Atom lasers open new prospects in many areas of science and technology. For instance, it should become possible to accurately deposit atoms on surfaces and thus to produce tiny nanostructures, as needed in future computer circuits. Atom lasers may also lead to extremely precise atomic clocks for future navigation and communication systems.
In their experiments, Tilman Esslinger, Immanuel Bloch and Theodor W. Hänsch have taken pictures of the shadow cast by their atom laser beam. The pencil-like beam contains about half a million rubidium atoms and is accelerated downwards by gravity.
Just as a beam of light, an atom laser beam can be focused and reflected by using lenses or mirrors consisting of laser light (or of magnets). It appears feasible to focus an atom laser beam to a spot size of one nanometer, which is a thousand times smaller than the smallest focus of a laser beam.
The atom laser is based on Bose- Einstein condensation. If a gas is cooled to a few millionth of a degree above absolute zero, the atoms lose their identity and behave as a single entity, some kind of "super atom". Such a Bose-Einstein condensate was first produced by American scientists in 1995.
In the Munich experiment, a dilute gas of rubidium atoms is captured in a sophisticated low-power magnetic trap and cooled down to reach Bose-Einstein condensation. With the help of a radiofrequency field the scientists flip the atomic spin so that atoms are allowed escape from the magnetic trap. In vacuum, the atoms are accelerated by gravity and form a parallel beam of coherent matter waves.
It the radiofrequency field is turned on before condensation sets in, the atom laser can only reach threshold, if there is laser "gain". Unlike a Bose-Einstein condensate, such a laser relies on matter wave amplification by stimulated elastic scattering of rubidium atoms just as an optical laser relies on light amplification by stimulated emission of radiation.

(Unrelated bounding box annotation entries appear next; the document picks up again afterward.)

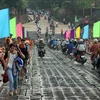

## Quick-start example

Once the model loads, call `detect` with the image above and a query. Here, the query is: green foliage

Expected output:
[0,0,29,9]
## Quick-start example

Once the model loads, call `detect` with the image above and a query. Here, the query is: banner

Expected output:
[66,30,71,39]
[24,29,27,38]
[64,30,68,39]
[0,8,10,38]
[16,22,22,38]
[10,17,16,38]
[93,21,100,38]
[83,25,89,39]
[22,26,25,38]
[75,16,78,22]
[75,26,81,38]
[70,29,75,39]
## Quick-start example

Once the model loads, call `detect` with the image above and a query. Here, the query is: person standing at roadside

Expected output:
[6,43,25,96]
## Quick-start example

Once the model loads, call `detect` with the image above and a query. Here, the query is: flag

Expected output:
[75,26,81,38]
[93,21,100,38]
[22,27,25,38]
[75,16,78,22]
[83,25,89,39]
[64,30,68,39]
[0,8,10,38]
[10,17,16,38]
[66,30,71,39]
[70,29,75,39]
[16,22,22,38]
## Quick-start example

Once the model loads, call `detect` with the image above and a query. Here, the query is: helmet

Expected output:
[93,39,98,43]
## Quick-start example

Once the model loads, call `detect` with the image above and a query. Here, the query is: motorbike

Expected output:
[75,52,87,65]
[38,48,45,58]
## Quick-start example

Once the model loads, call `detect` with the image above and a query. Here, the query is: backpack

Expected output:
[78,44,85,51]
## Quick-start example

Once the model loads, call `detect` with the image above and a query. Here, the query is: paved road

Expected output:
[0,15,100,100]
[0,47,100,100]
[23,15,68,34]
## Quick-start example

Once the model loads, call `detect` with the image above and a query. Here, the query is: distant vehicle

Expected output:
[77,18,93,27]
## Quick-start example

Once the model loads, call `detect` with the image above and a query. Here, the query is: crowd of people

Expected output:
[0,35,34,96]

Two years ago, a group at MIT demonstrated the first pulsed atom laser. The Munich group is the first to produce a continuous matter wave beam which can be maintained for a tenth of a second. The wave packet of each atom extends over the entire length of this beam, so that a quantum object of truly macroscopic dimensions is created. The high brightness and coherence of such a matter wave beam opens exciting perspectives for the young fields of atom optics and atom interferometry.